Knowing that Tim Conway was raised in a suburb of Cleveland named Chagrin Falls may be enough to give one pause. It is difficult for me to imagine a moment in which Mister Conway was ever embarrassed or flustered. While those around him wilted and failed, he remained steadfast. He was determined to get the last laugh. The recent flurry of obituaries name him as being "of the Carol Burnett Show." Which is certainly where I found him most readily. I remember that he wasn't always a "regular." Partly because there was little about him that fit that description. Outwardly, perhaps, but inside lurked a madman, willing to go to most any length to achieve his purpose: comedy.
But those Saturday nights when I planned my evening ahead of time because TV Guide listed Tim Conway as a guest star were my initial experiences with must-see TV. I waded through musical numbers and other skits in wild anticipation of the genius.

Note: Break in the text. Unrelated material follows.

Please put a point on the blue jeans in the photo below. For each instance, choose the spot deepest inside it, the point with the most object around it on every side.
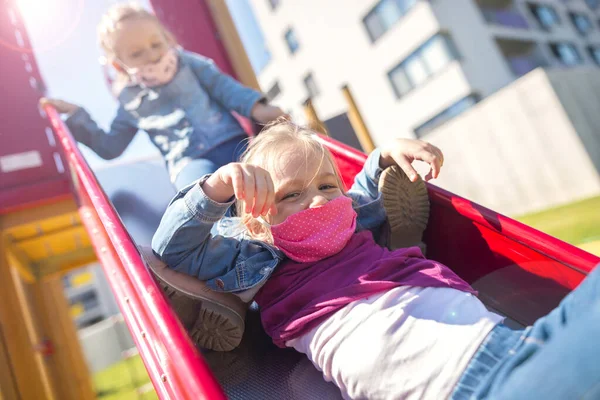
(556, 358)
(223, 154)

Tim pushed the bounds of sketch comedy, apparently not happy with simply an audience reaction, but getting his fellow performers to lapse into hysterics was his ultimate goal. No one was safe.
Least of all me.
I did not discover Tim Conway on the Carol Burnett Show. I was introduced to him through seemingly endless reruns of McHale's Navy. I was pleasantly entertained by the zany antics of commander McHale and his crew of misfits, but it was the well-intentioned bumbling of Conway's Ensign Charles Parker that kept me glued to the set, and Parker's love affair with Yvette (played by Claudine Longet) gave a comedy-prone round boy like me hope. I even went so far as to adopt the Ensign's catchphrase for a period of time: "Gee, I love that kind of talk."
And I am sad to say that Tim and I did not age well together. While he was busy pioneering a series of gold videos featuring his height-impaired Dorf, I had moved on to harder stuff: National Lampoon, Saturday Night Live.
Yet, when I look back at those old clips, waiting along with Tim for just the right moment to drop one more line, to fall just a little further, I can't help but laugh. Which is what I did when I heard that he had passed. He stomped on the Terra, primarily for comic purposes. He will be missed. Aloha, Tim.